So why didn’t the Goldwater state get this honor if they rejected the marriage ban? State initiatives which reduced freedom were successful. The xenophobic Right pushed several measures against immigrants who don’t have bureaucratic permission to live in the US. These anti-libertarian measures passed. They raised cigarette taxes, banned smoking in public places, raised the minimum wage and other such Nanny-statist ideas. So their defense of freedom was rather limited in nature. And the margins for these successful intrusive measures were not small either.

So how bad is it for the Republicans? Well consider this. They were the majority party in the Senate, the majority party in the House of Representatives, and held the majority of gubernatorial seats as well. They lost the Senate, they lost the House, and they lost they advantaged with the governors. This is stinging rebuke.

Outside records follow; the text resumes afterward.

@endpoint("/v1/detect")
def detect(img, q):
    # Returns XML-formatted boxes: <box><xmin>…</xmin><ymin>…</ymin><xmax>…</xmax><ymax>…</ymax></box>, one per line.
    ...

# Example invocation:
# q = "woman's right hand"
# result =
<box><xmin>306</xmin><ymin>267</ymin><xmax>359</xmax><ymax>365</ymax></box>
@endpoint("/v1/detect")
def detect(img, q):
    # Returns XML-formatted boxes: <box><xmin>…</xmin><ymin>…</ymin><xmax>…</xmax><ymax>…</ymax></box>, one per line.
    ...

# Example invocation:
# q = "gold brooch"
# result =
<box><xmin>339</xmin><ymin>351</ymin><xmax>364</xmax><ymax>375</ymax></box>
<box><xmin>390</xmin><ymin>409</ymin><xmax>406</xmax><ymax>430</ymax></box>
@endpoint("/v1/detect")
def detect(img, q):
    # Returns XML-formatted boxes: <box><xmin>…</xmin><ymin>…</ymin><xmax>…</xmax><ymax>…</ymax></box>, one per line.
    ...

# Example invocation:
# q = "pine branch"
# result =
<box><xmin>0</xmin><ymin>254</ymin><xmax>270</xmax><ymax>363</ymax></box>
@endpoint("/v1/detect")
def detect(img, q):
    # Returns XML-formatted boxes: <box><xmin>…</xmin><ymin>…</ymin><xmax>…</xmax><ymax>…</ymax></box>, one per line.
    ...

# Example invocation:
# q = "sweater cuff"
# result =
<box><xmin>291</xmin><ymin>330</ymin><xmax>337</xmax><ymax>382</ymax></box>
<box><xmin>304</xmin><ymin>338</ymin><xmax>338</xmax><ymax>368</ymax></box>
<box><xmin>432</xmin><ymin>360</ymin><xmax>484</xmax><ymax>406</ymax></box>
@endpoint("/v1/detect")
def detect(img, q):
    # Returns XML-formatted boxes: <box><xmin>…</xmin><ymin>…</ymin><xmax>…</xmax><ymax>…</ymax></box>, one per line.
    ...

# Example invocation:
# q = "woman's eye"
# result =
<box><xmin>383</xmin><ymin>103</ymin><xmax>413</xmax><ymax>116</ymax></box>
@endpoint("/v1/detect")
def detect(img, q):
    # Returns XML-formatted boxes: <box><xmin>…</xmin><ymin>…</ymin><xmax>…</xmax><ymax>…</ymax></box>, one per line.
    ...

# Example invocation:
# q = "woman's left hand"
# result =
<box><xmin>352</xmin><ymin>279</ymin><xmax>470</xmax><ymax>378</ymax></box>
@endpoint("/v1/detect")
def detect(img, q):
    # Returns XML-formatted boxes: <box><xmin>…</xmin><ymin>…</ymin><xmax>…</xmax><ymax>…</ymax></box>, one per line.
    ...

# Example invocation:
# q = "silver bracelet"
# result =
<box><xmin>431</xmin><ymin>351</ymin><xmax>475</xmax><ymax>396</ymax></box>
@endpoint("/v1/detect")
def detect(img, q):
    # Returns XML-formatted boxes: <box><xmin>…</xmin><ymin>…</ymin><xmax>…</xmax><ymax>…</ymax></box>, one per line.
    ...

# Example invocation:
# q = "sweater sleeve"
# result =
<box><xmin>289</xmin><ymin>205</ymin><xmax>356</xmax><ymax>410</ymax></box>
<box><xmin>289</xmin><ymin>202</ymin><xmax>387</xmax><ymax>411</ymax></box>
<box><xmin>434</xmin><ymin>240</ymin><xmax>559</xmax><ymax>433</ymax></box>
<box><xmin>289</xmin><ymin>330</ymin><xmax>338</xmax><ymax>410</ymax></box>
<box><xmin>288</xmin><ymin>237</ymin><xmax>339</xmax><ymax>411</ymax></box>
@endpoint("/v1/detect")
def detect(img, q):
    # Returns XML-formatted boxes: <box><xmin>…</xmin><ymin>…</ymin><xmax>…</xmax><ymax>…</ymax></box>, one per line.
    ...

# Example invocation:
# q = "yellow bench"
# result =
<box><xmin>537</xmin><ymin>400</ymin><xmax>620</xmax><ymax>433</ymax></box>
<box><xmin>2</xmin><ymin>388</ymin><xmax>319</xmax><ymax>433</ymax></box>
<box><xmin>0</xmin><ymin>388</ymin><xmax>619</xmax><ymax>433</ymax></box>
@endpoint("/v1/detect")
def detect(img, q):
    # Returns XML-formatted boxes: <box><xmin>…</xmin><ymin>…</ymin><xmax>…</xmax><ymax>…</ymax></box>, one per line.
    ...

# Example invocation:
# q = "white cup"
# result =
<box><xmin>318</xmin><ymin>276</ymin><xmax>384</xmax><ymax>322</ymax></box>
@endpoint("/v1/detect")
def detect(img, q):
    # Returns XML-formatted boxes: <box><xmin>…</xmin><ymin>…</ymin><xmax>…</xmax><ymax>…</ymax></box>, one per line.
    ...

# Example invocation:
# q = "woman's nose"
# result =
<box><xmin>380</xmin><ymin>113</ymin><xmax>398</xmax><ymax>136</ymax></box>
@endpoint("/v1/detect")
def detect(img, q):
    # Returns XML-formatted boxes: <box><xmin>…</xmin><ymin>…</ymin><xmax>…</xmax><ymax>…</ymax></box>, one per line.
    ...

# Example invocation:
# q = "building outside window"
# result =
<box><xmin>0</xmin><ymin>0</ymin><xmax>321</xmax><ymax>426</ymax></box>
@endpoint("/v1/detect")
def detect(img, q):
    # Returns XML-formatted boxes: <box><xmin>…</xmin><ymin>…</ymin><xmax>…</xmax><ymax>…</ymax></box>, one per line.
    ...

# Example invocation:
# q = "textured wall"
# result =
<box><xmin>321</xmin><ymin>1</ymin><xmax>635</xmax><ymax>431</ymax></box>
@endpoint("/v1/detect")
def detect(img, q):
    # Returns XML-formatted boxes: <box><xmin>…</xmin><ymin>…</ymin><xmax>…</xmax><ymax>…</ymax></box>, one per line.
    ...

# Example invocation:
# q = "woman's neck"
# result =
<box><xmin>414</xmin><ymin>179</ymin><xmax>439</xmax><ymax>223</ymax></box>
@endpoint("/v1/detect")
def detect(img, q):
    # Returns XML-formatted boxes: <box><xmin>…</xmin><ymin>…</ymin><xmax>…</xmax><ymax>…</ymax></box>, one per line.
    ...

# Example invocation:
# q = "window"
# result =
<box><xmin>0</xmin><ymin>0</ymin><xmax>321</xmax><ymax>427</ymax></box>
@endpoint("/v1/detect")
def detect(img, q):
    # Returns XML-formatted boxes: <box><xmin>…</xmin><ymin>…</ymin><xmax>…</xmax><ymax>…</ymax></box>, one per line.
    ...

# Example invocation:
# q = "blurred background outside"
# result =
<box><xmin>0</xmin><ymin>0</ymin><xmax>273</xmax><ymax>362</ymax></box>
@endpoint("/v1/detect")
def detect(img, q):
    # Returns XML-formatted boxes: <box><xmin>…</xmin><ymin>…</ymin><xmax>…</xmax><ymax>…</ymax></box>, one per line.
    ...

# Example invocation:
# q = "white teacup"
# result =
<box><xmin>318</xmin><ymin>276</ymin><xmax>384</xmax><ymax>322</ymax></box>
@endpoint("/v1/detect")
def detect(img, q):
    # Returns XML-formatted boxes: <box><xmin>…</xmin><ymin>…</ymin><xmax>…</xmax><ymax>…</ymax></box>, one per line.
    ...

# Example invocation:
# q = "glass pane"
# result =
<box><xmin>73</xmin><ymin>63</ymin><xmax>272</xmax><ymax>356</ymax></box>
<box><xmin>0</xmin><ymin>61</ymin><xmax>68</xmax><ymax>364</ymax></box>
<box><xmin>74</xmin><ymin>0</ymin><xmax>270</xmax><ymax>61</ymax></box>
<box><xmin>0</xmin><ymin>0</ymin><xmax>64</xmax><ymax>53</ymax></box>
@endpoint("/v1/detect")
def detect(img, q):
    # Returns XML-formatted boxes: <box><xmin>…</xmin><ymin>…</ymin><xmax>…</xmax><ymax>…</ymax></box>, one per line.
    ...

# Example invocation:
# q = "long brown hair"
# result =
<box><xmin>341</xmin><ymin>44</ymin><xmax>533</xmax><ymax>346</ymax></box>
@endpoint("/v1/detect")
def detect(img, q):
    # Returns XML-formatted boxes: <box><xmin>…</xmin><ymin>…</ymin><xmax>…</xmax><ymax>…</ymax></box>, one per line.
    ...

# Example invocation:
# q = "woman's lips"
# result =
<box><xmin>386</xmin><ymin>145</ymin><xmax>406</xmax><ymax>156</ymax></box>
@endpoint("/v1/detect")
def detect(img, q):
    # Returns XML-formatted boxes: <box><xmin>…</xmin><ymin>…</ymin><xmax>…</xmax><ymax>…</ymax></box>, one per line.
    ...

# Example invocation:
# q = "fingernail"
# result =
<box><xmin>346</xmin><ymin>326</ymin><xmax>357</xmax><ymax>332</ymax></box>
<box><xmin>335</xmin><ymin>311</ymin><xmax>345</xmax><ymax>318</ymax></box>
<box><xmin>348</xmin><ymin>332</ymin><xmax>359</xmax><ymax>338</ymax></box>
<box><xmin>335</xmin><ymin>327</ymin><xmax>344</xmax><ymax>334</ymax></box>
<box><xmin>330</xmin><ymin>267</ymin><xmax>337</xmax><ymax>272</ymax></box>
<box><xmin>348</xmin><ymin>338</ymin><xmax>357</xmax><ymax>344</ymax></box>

The Republicans embraced theocratic, big government and the voters chastised them. The Democrats, however, won’t be too bright. Nor are they demonstrably better than the Republicans except for the fact they aren’t dominated by theocrats. Voters did turn out to put Democrats into office. They turned out to remove Republicans from office. I would like to believe that the nightmare in America is over and in one sense the stinging rebuke of the Theopublicans is something to rejoice over. But the victory of Nanny-statist Democrats is not going to be pleasant and I expect the radical elements in the Democrats to attempt to reassert themselves with lots of bad regulations and taxes. That will pave the way for a Republica resurgence. The big question is whether the Republicans have learned their lesson and repudiate the vile theocrats or not.